In an early treatise, the great British critic Raymond Durgnat distinguished between two types of filmmakers: the Aristotelians and the Platonists. The first always look for new balances among their contradictions; the latter want to create an absolute by eradicating all ambivalence. Dominik Graf does not object when one calls him a perfect example of the Aristotelians. The question is never about Ozu or pulp cinema: Graf would always choose both, and he would place them just close enough to each other so that sparks can fly. Cinema for him is to experience the world from moment to moment, combining an Ozu-like mono no aware (the "ahh-ness" of things) with the kiss-my-ass attitude of a gnarled industry veteran. 
 
Graf views himself as a “pro” – a knowing dismissal of the post-Oberhausen type of “Autorenfilmer” who dominated the West German cinema of the 1970s. From the start, his ideal was always the director-as-craftsman, working in an industrial context. He believed that public television and the warm breast of Bavaria offered possibilities similar to the classic studio system. In this anonymous context, he wanted to tailor a pret-a-porter kind of cinema and subvert the patterns with stylistic panache andvarious unconventional measures, all the while remaining “invisible”, like a thief in the night. 
 
Among the major filmmakers in German cinema and television after the 1970s, Graf is by far the most dynamic, engaging, and daring storyteller. His narratives often start with a jump, arising straight from his characters,their hopes and fears, their desires, their depths.
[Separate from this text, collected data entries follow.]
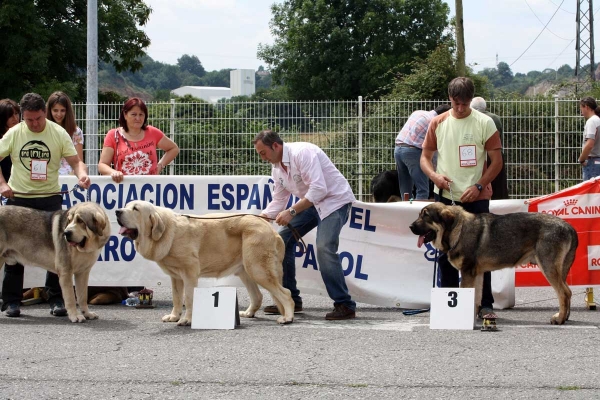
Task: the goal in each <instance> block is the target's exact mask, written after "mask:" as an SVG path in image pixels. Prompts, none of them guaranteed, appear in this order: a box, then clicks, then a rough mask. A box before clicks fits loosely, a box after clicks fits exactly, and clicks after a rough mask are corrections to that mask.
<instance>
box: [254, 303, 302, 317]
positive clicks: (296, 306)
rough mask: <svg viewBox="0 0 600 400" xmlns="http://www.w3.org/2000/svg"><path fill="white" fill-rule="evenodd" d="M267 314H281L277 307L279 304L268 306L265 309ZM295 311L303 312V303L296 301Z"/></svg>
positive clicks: (274, 304) (294, 310) (272, 304)
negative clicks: (297, 302)
mask: <svg viewBox="0 0 600 400" xmlns="http://www.w3.org/2000/svg"><path fill="white" fill-rule="evenodd" d="M263 311H264V312H265V313H266V314H279V310H278V309H277V306H276V305H275V304H272V305H270V306H266V307H265V308H264V310H263ZM294 312H295V313H297V312H302V303H295V304H294Z"/></svg>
Like Karoline Eichhorn, intoxicated by the Corsican night, who stumbles into the arms of two legionnaires in Der Felsen (2002), or Mišel Matičević, who longs for the porn magazine protagonists of his youth that he sometimes finds on the internet in Komm mir nicht nach (2011), older but still beautiful: these are concise moments in which everything is said about love and what it does to us. 
 
Graf, born in 1952, graduated from the Munich Film School in 1979, then started working in production: he directed series episodes by the yard and in doing so revolutionized early evening TV, starting in 1983 with Der Fahnder andcontinuing with two iconic works in the famous “Tatort” series, Schwarzes Wochenende (1984/86) and Frau Bu lacht (1995). In between, he demonstrated his versatility and virtuosity in feature films. The "kitchen sink" drama-cum-biker-film Treffer (1983) became a touchstone for an entire generation; Die Katze(1988) is simply the best crime film ever produced by a West German director. Following up on this rare critical and commercial success, Graf directed the paranoid action fresco Die Sieger (1994) – a masterpiece manqué and a box-office flop that nearly ended his career. Until that point, he had considered television as an interesting possibility; now it became his adopted home from which he rarely strayed. Mentally and stylistically, however, he always continued to make movies.
 
During the late 1990s Graf reinvented himself once again: Das Wispern im Berg der Dinge(1997) is a portrait of his father, German actor Robert Graf, as well as a self-portrait, and it would be followed by other essayistic documentaries. Graf's narrative style was also becoming more fragmented and fluid, and "genre" turned into a toolkit that allowed for all manner of hybrids. Die Freunde der Freunde (2002): a coming-of-age drama and a metaphysical horror story; Das unsichtbare Mädchen (2012): a modern "Heimatfilm" and a revenge melodrama; Das Gelübde (2007): an artist's biography and a political-historical thriller.
 
Like Dominik Graf himself, the most famous unknown of the German media landscape, these films are many things at once; unique,  contradictory, not fitting in, yet safely floating above it all.